Skelly has just arrived in Venice California. He is a professional cardsharp. He is very good at it. Or at least he was. Now he’s lost his nerve. The skill is still there but to be successful as a cardsharp you need nerve as well. His big problem is that he owes 125 grand to a guy who can get quite unpleasant about such things. If Skelly is really lucky he’ll just have both his legs broken but it’s more likely he’ll be found floating face down in a canal. He can avoid all this unpleasantness by paying back the 125 grand. The trouble is that his personal fortune at this amount amounts to $31.45.

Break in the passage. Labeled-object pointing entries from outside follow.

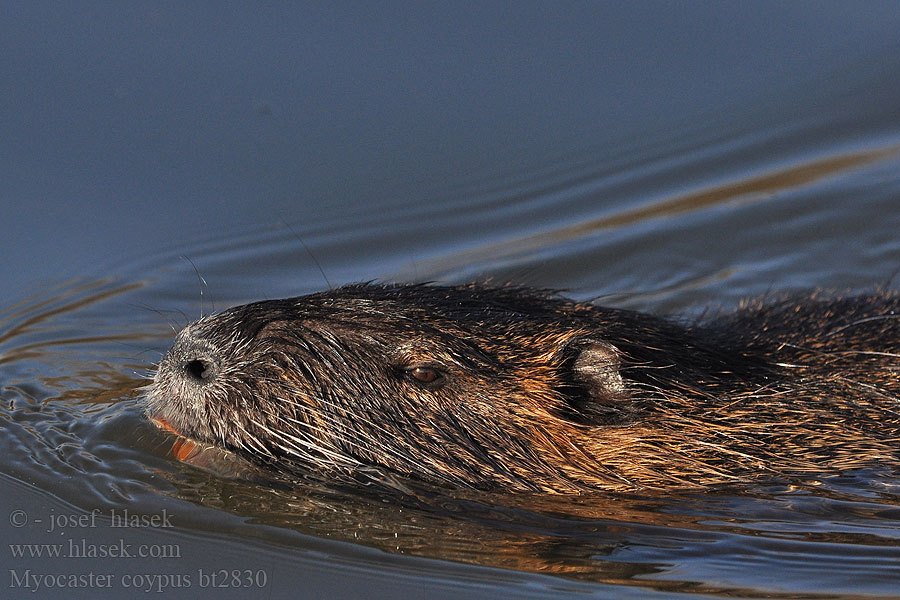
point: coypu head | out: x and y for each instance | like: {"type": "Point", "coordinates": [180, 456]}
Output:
{"type": "Point", "coordinates": [472, 386]}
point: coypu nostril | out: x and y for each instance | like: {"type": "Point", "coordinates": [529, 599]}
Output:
{"type": "Point", "coordinates": [200, 370]}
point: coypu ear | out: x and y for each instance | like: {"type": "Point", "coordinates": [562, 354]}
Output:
{"type": "Point", "coordinates": [593, 383]}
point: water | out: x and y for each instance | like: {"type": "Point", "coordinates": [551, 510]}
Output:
{"type": "Point", "coordinates": [663, 158]}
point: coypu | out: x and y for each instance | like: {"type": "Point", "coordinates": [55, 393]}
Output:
{"type": "Point", "coordinates": [525, 390]}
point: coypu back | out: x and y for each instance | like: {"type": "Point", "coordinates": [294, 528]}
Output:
{"type": "Point", "coordinates": [522, 389]}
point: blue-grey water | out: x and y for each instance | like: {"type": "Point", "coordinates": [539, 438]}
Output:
{"type": "Point", "coordinates": [159, 161]}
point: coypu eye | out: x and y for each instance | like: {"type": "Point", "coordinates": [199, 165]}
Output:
{"type": "Point", "coordinates": [426, 375]}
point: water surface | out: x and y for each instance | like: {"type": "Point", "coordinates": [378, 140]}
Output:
{"type": "Point", "coordinates": [163, 162]}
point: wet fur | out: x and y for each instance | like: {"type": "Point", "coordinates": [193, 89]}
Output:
{"type": "Point", "coordinates": [540, 392]}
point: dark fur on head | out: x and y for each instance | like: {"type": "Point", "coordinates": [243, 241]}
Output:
{"type": "Point", "coordinates": [503, 386]}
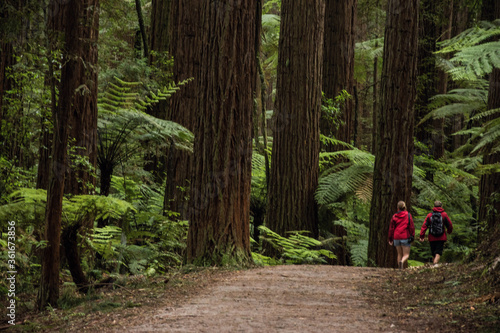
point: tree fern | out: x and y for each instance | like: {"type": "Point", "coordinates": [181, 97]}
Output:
{"type": "Point", "coordinates": [297, 248]}
{"type": "Point", "coordinates": [473, 57]}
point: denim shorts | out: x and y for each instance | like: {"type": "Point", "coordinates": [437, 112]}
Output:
{"type": "Point", "coordinates": [402, 242]}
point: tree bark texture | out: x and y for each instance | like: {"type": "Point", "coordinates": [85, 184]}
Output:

He meets two women. One is the psychic and mystic Evangeline Darrow. Her real name is Maggie. She’s married to a con artist buddy of Skelly’s. Maggie is working on a long con and the payoff could be huge. She needs Skelly. Skelly isn’t interested but then he thinks about the prospect of being found floating face down in that canal and figures maybe he will join Maggie in the con.

The other woman is Viola. She’s a cute blonde and she’s a crazy beatnik chick and she keeps following Skelly around like a puppy. This annoys Skelly, until he realises he’s fallen in love with her.

The con Maggie is working on involves a very very rich old lady, Mrs Marenbach. Maggie figures that if she can put the old dame in touch with her deceased nephew Jamie it could be good for a cool million. Mrs Marenbach is no fool and she’s very suspicious but Maggie has an angle that she’s confident will work.

Skelly gradually starts to suspect that something doesn’t add up. There’s something Maggie hasn’t told him. He isn’t even sure who else is on this deal. Maggie claims her husband is in Mexico, but maybe he’s much closer to hand. He’s also a bit concerned by Porter, the sleazy private eye.

The con itself is clever enough and Fleischman throws in some neat plot twists.

Fleischman’s background in stage magic and vaudeville and his obvious familiarity with the mindset of carnies gives the book an authentic flavour. Fleischman clearly understood the tricks used by phoney mediums.

And there’s nothing better than noir fiction that involves phoney spiritualists, illusionism and con artists.

Skelly isn’t a bad guy. He’s dishonest but there are limits to his dishonesty. He’s a crook with ethics, of a sort. He’s not as cynical as he thinks he is.

Maggie is every bit as cynical as she thinks she is. She’s beautiful and sexy and that makes her dangerous. Skelly’s problem is that he’s not sure just how cynical and dangerous she might be.

There’s some nice hardboiled dialogue liberally sprinkled with carnival and criminal argot.

There’s not much violence but the threat of murder hovers in the background.

And there’s a quirky love story as well.

Venetian Blonde is a very enjoyable read. Highly recommended. It’s been reissued by Stark House in a double-header edition paired with Fleischman’s Look Behind You, Lady.

I’ve reviewed quite a few of Fleischman’s spy thrillers. They’re all set in exotic locations and they’re all excellent - Malay Woman, Danger in Paradise, Counterspy Express and Shanghai Flame.